I’m so happy that you’re here, and to kick off the newsletter with a chat with Missoula’s own Daniel Carlino.
Carlino joined Missoula City Council this January, after winning a close election last November. Since his induction, Carlino—now 25—has generated a healthy dose of controversy, thanks in large part to his unyielding progressive stances, and his tendency to champion them loudly.
Carlino has taken a vocal stance on a range of issues this year, including the decriminalization of psychedelic drugs, pushing city council to stop working with private security firms that aggressively patrol homeless residents, and proposing additional spending for city services. (His fellow council members have argued that money does not exist without budget cuts).
Carlino’s most dramatic public spat occurred in September, when the council convened to select a new mayor in the wake of Mayor John Engen’s passing. During a meeting that stretched into the wee hours of the morning, Carlino resisted pressure to vote for either of the two leading candidates—both of whom were serving as council members at the time. Instead, he voted for several community activists, including one who did not apply for the position.
As a result, the council required twenty one rounds of voting before Mike Nugent ceded the race to now-Mayor Jordan Hess, following an off-record (and literal) back alley conversation.
In response to Carlino’s steadfast refusal to vote for Hess or Nugent, the latter insinuated that Carlino had made a “mockery” of the proceedings, while the Missoula Current’s Martin Kidston attacked him on Twitter with outlandish vitriol.
The event highlighted Carlino’s stubbornness and idealism. It also got at the central question of our interview: How far will those qualities carry him on his mission to enact change?
Max: Before we turned on the recorder, you mentioned you’re working on a resolution to decriminalize fentanyl testing strips. What can you tell me about that?
Daniel Carlino: Just over the past couple years, there's just been way more fentanyl overdoses, and fentanyl in the United States, in general. And since you can have a lethal dose in such a small little amount of powder, it's finding its way into all sorts of pills. One of the goals of the resolution is to ensure that people that use drugs know what's in them and that they can freely test their drugs to ensure that they don't have fentanyl or other lethal drugs in them. Right now those fentanyl testing strips are considered drug paraphernalia; we'd like to see them not be considered drug paraphernalia.

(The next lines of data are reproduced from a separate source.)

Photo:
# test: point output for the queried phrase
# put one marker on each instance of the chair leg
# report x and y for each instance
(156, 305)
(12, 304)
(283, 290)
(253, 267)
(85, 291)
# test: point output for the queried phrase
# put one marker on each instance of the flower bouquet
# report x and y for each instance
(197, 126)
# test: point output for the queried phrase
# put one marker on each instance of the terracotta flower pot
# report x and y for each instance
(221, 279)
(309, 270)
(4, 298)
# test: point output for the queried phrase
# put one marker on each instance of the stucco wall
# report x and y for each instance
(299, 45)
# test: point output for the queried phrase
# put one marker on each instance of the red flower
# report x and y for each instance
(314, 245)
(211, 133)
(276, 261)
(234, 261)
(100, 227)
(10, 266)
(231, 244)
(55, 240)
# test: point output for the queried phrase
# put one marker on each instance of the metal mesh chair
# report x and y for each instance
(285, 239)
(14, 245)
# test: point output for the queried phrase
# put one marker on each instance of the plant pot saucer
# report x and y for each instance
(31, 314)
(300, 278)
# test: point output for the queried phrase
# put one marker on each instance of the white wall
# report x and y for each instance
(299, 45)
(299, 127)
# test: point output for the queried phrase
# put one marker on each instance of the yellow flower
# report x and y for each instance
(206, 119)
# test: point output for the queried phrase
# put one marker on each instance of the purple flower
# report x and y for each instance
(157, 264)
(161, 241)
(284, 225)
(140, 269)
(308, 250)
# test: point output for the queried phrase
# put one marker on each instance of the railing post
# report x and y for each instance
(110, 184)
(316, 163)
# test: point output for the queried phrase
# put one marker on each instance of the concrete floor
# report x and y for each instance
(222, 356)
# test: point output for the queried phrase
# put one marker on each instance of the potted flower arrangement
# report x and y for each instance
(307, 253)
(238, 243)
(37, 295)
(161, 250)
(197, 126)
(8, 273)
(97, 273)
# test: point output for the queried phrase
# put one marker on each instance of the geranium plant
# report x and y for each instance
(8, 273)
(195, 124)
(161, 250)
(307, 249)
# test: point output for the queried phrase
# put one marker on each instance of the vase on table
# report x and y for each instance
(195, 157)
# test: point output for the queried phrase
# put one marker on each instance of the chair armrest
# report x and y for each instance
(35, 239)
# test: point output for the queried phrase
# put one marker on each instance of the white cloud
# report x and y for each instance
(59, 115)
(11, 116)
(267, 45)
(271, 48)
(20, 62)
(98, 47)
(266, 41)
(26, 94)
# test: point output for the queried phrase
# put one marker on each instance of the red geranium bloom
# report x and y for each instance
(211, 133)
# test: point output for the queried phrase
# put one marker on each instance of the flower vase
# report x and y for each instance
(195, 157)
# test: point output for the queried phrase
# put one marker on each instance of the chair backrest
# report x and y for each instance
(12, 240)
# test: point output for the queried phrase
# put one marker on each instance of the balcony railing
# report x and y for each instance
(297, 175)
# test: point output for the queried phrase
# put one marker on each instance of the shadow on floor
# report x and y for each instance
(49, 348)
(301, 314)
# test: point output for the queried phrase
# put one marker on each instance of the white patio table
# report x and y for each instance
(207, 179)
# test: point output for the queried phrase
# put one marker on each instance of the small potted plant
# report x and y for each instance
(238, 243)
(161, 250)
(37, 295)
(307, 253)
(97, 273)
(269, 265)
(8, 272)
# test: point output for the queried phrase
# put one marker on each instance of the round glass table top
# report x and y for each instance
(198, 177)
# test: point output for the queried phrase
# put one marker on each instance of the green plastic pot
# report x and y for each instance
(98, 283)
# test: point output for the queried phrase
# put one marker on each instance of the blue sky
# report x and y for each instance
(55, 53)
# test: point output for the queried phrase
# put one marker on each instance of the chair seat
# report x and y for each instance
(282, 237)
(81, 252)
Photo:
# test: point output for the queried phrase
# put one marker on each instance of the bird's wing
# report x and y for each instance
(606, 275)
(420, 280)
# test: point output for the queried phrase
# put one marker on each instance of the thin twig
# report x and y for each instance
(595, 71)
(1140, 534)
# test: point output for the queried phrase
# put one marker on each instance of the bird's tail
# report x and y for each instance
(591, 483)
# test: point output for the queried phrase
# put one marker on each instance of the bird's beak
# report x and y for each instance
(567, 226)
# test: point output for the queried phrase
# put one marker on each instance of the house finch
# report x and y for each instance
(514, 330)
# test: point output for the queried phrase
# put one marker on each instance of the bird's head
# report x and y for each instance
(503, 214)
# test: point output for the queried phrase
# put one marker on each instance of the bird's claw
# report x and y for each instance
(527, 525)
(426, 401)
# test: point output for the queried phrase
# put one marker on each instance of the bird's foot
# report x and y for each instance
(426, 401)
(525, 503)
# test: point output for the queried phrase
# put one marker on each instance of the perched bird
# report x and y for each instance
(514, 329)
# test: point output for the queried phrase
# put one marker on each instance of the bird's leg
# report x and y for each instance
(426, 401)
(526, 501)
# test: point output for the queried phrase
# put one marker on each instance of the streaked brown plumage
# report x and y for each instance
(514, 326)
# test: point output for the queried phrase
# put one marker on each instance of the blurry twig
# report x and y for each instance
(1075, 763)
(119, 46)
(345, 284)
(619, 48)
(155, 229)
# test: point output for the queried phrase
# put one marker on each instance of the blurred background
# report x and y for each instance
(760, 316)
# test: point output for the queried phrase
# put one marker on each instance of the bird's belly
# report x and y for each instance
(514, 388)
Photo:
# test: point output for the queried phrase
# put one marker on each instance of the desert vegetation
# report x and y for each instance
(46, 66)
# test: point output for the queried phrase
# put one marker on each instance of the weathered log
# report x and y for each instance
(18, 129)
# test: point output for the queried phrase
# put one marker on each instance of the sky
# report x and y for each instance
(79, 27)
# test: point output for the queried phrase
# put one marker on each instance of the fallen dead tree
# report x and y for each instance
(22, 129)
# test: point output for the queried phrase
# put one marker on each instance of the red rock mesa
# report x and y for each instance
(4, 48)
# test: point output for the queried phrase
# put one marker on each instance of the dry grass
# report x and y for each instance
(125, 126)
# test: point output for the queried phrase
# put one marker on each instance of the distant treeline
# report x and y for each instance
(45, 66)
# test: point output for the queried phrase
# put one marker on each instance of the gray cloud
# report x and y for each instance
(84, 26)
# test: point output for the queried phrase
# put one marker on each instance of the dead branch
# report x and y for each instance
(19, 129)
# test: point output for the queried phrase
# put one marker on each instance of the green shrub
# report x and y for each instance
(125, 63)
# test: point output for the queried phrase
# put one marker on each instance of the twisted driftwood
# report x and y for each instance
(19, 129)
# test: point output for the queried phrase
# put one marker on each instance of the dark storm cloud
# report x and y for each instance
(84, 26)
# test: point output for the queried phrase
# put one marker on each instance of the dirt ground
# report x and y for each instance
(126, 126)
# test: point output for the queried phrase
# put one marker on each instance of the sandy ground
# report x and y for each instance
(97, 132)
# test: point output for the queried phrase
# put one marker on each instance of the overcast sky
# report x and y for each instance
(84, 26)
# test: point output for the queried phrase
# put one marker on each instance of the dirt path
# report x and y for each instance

We'd like to see the city and county health department or some other department be able to hand out free fentanyl testing strips in Missoula, and we want to destigmatize the use of fentanyl testing strips to ensure that people that are gonna use drugs always use a fentanyl testing strip.

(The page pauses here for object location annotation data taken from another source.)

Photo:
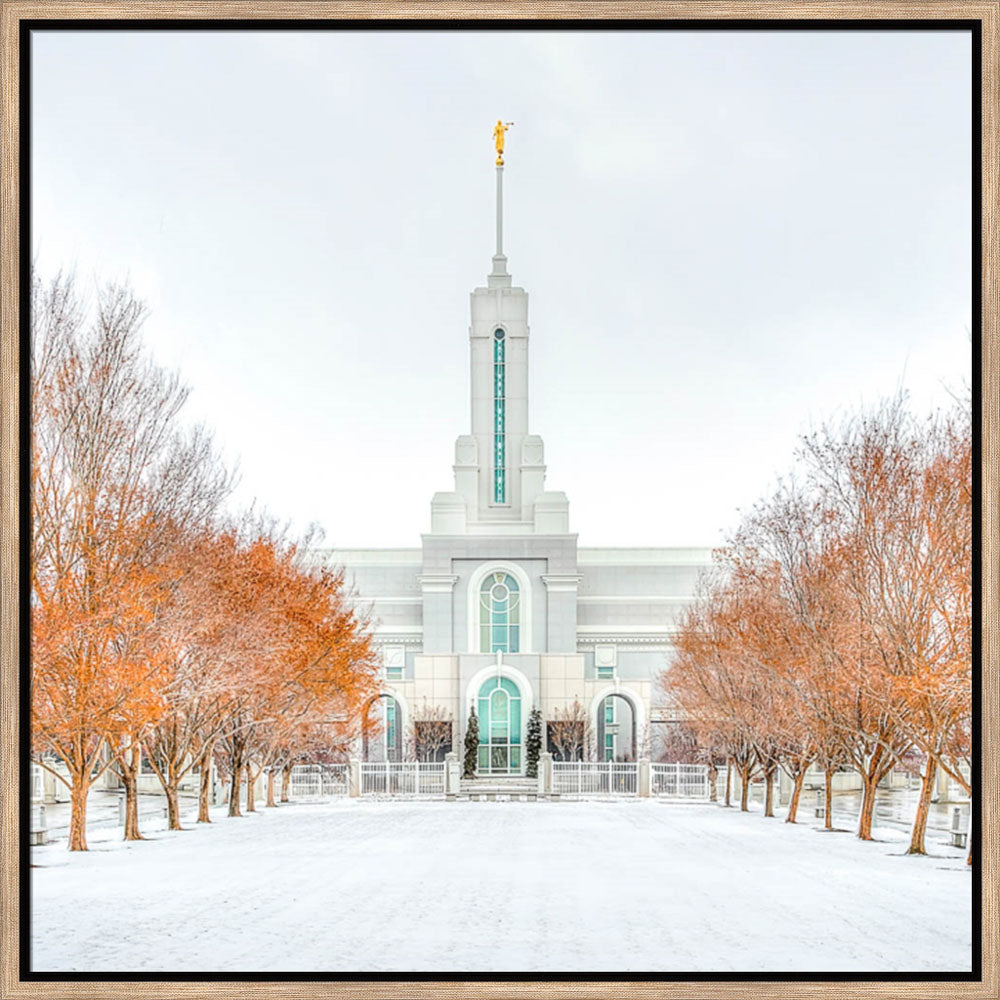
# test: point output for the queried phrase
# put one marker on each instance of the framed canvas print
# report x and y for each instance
(499, 505)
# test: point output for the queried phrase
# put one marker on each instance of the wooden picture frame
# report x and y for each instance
(15, 13)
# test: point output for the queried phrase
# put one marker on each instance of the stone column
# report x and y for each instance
(561, 612)
(645, 778)
(452, 775)
(436, 589)
(545, 773)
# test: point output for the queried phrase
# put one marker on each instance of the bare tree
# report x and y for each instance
(571, 733)
(431, 732)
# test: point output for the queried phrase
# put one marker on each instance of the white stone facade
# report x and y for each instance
(590, 623)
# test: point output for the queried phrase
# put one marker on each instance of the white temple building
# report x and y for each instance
(499, 608)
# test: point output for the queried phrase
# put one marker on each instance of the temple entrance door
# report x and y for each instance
(499, 708)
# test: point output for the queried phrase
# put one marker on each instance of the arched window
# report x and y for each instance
(499, 614)
(616, 722)
(499, 727)
(383, 732)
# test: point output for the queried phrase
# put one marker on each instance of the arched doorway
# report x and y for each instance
(499, 710)
(383, 731)
(616, 729)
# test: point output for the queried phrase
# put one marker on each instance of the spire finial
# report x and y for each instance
(498, 277)
(498, 134)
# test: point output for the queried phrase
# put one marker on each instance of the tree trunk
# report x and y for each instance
(867, 808)
(250, 790)
(173, 809)
(78, 813)
(235, 781)
(769, 792)
(828, 811)
(919, 834)
(131, 783)
(793, 805)
(205, 786)
(129, 773)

You can buy them as cheap as 50 cents if you get them in bulk. And then we’d have the city or county hand them out for free or have [a place] where people can pick them for free.

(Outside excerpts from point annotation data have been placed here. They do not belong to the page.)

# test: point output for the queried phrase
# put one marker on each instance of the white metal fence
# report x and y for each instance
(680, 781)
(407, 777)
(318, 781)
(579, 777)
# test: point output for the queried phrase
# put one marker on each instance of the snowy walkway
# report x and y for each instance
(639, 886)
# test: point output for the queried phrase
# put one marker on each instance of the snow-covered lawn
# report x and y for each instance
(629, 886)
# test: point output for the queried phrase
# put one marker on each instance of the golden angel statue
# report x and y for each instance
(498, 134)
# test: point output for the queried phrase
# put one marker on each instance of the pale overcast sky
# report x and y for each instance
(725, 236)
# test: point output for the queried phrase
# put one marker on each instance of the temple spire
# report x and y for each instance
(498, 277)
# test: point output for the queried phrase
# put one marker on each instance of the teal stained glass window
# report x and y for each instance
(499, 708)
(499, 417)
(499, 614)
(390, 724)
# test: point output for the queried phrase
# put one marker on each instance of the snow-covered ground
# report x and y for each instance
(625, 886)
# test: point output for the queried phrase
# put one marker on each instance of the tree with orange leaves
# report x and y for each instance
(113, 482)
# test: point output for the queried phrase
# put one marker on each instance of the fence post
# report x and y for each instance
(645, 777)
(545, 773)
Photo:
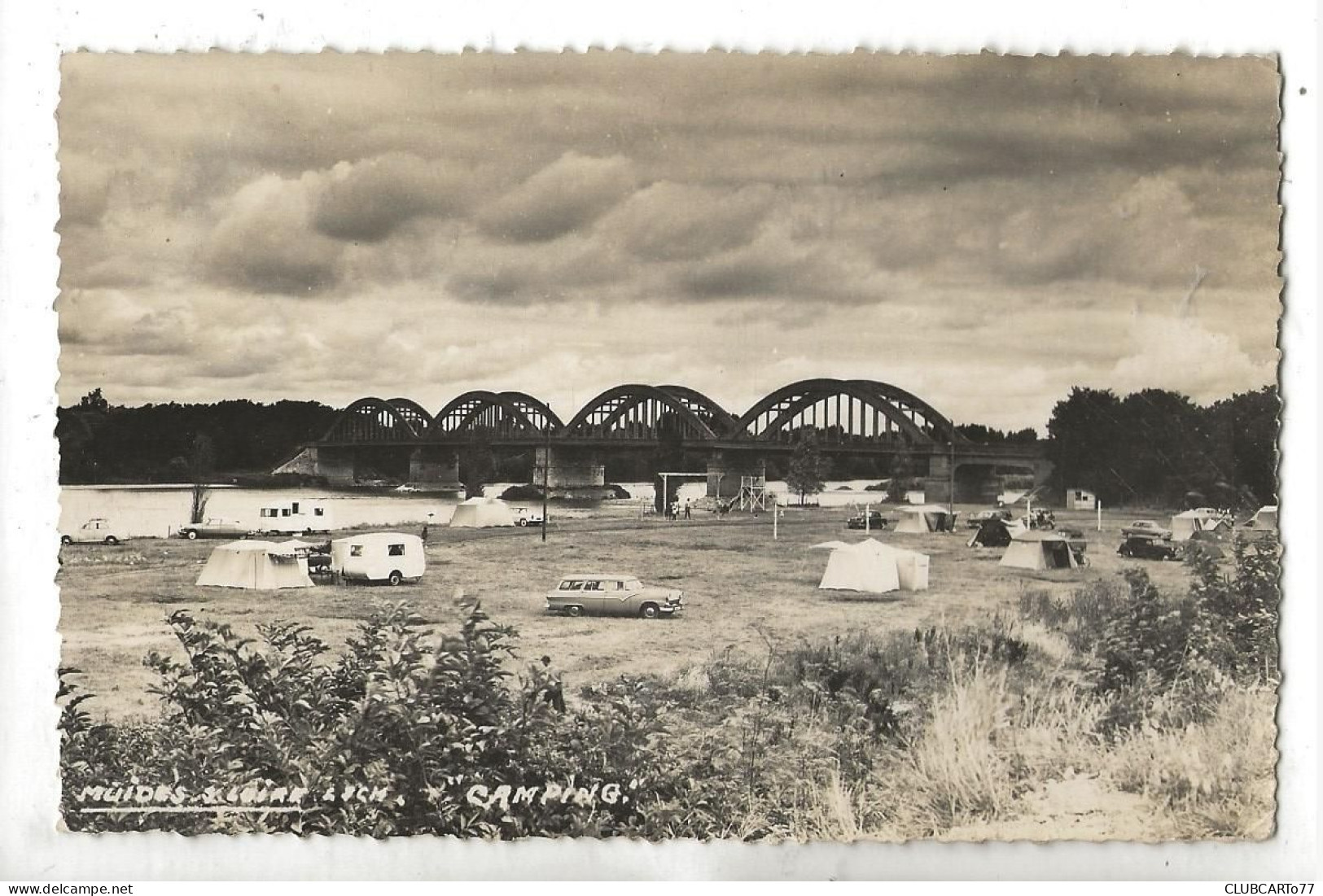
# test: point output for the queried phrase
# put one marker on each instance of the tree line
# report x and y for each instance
(1159, 447)
(1149, 447)
(101, 443)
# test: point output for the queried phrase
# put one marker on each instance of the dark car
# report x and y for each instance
(1149, 549)
(1145, 529)
(979, 517)
(874, 520)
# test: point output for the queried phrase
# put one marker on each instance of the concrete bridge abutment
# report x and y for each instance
(569, 468)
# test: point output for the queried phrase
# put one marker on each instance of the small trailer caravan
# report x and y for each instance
(379, 557)
(300, 516)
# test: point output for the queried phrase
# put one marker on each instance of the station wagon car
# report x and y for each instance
(1149, 549)
(216, 529)
(95, 530)
(874, 521)
(611, 595)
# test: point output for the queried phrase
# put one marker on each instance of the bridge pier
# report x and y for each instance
(571, 468)
(332, 461)
(434, 464)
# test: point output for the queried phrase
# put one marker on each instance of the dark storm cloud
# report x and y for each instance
(565, 196)
(370, 200)
(436, 205)
(265, 243)
(673, 221)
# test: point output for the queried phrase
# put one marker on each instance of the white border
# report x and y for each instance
(31, 40)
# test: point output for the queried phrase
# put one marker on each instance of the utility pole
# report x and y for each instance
(950, 504)
(546, 467)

Overall the goal is just to reduce overdoses and ensure that people aren't accidentally overdosing on these things. There was a high schooler last year in Missoula who passed away from accidentally doing fentanyl.
Is there consensus among City Council on this issue?
I would think that there'd be pretty wide support on the council for this. So far everybody I've talked to supports it.
Nice. So, moving into headier waters…you’ve been on City Council for almost a year now. I’m curious, what have you learned about the limitations and possibilities that the position affords?
Basically City Council can do anything that state law hasn't denied us from doing. City Council has a lot of power in land use issues. We basically get to decide what's allowed to be built where in town, and that's where a lot of our power lies. That can be used to help with housing, help with the environment.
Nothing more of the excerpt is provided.